OPK, kata dia, akan didesain tidak sepenuhnya diisi orang-orang KemenKopUKM saja, melainkan ada perwakilan dari gerakan koperasi dan stakeholder lainnya, melalui benchmark yang dilakukan di beberapa negara seperti AS dan Jepang, dimana pengawasan koperasi dilakukan dengan cara ini dan tidak di bawah otoritas semacam OJK maupun bank sentral.
"Yang diatur di RUU PPSK itu, koperasi yang existing berada di sektor keuangan. Artinya, RUU PPSK itu hanya mengatur koperasi yang bersifat open loop," ungkapnya.
Jadi, lanjut Zabadi, hanya koperasi yang bersifat open loop pengawasannya berada di bawah OJK. Contoh, BPR yang dimiliki koperasi, LKM yang berbadan hukum koperasi, dan asuransi berbadan hukum koperasi. Itu termasuk bila nanti ada koperasi kripto, atau koperasi yang bergerak di sektor pinjaman online.
"Itu semua adalah koperasi yang bersifat open loop. Sehingga, proses perizinan dan pengawasannya berada di bawah OJK," ujarnya.

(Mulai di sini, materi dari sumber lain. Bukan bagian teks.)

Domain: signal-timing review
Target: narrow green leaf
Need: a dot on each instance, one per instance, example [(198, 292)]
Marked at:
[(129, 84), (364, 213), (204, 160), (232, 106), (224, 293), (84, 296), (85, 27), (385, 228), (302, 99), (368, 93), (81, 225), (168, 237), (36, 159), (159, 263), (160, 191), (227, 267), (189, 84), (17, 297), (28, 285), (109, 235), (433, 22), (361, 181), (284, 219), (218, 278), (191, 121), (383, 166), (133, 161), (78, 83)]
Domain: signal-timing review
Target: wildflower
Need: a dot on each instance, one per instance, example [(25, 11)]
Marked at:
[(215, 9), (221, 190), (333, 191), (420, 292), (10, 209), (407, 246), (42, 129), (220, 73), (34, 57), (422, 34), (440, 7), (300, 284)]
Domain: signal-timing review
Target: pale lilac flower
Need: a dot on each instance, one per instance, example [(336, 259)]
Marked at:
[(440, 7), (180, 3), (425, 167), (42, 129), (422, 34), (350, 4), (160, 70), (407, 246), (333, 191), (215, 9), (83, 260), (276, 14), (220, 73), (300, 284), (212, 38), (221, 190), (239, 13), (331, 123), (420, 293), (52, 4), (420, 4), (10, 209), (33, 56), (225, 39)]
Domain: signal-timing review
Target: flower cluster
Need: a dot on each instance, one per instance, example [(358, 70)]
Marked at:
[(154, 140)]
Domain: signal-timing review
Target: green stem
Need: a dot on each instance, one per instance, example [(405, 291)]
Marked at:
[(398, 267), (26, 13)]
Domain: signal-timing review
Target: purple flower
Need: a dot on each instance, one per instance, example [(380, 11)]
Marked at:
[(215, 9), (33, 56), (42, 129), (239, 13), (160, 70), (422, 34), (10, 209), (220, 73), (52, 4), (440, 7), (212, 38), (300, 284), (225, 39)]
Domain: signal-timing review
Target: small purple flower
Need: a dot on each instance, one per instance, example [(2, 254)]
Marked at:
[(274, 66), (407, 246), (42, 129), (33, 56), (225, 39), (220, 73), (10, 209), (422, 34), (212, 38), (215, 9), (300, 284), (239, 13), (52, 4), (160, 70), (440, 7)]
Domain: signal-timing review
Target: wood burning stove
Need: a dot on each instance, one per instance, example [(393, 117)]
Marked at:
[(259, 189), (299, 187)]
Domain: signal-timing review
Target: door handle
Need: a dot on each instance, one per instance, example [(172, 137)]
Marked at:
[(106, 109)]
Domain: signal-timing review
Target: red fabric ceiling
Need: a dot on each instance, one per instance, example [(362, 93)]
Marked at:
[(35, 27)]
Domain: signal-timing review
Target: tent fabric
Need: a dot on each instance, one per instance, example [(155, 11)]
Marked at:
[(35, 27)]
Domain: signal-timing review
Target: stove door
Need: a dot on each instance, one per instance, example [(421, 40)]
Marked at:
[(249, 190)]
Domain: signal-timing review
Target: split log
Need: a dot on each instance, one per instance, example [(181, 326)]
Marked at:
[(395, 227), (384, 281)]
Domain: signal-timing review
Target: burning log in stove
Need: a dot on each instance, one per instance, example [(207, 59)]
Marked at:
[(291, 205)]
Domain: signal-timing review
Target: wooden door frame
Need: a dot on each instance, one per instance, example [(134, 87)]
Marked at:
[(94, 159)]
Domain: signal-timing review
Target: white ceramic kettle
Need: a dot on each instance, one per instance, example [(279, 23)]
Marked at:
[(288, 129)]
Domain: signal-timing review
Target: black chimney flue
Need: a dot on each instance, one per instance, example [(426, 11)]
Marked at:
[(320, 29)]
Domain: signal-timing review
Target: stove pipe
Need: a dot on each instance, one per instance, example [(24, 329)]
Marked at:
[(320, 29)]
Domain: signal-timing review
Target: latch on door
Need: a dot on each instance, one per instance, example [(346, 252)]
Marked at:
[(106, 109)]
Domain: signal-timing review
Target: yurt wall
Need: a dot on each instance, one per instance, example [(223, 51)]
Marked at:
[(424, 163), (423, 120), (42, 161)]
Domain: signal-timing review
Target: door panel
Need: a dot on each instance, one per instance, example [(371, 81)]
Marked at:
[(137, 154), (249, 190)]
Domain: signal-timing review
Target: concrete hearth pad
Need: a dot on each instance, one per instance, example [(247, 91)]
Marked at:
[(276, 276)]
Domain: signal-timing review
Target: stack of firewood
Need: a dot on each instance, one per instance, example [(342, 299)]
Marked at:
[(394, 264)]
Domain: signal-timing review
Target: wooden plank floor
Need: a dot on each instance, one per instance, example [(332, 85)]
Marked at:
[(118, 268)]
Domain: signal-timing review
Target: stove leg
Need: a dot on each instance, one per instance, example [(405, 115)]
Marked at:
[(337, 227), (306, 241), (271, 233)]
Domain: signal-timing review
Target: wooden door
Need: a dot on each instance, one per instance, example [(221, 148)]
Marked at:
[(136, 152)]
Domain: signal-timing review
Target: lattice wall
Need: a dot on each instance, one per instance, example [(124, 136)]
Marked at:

Sementara koperasi yang sifatnya close loop adalah yang murni koperasi simpan pinjam, dengan begitu nantinya akan diatur rasio modalnya, rasio penyaluran, rasio BMPK-nya, dan sebagainya.
Ia juga menyampaikan KSP itu hanya yang dari, oleh, dan untuk anggota koperasi, serta tidak boleh menyelenggarakan kegiatan di luar usaha simpan pinjam.
Pihaknya juga mengakui sudah ada komitmen bersama dengan Kementerian Keuangan untuk merumuskan satu model LPS bagi koperasi.
"Makanya, saya setuju hadirnya LPS Koperasi ini harus didukung pengawasan yang efektif melalui OPK," ucap Zabadi.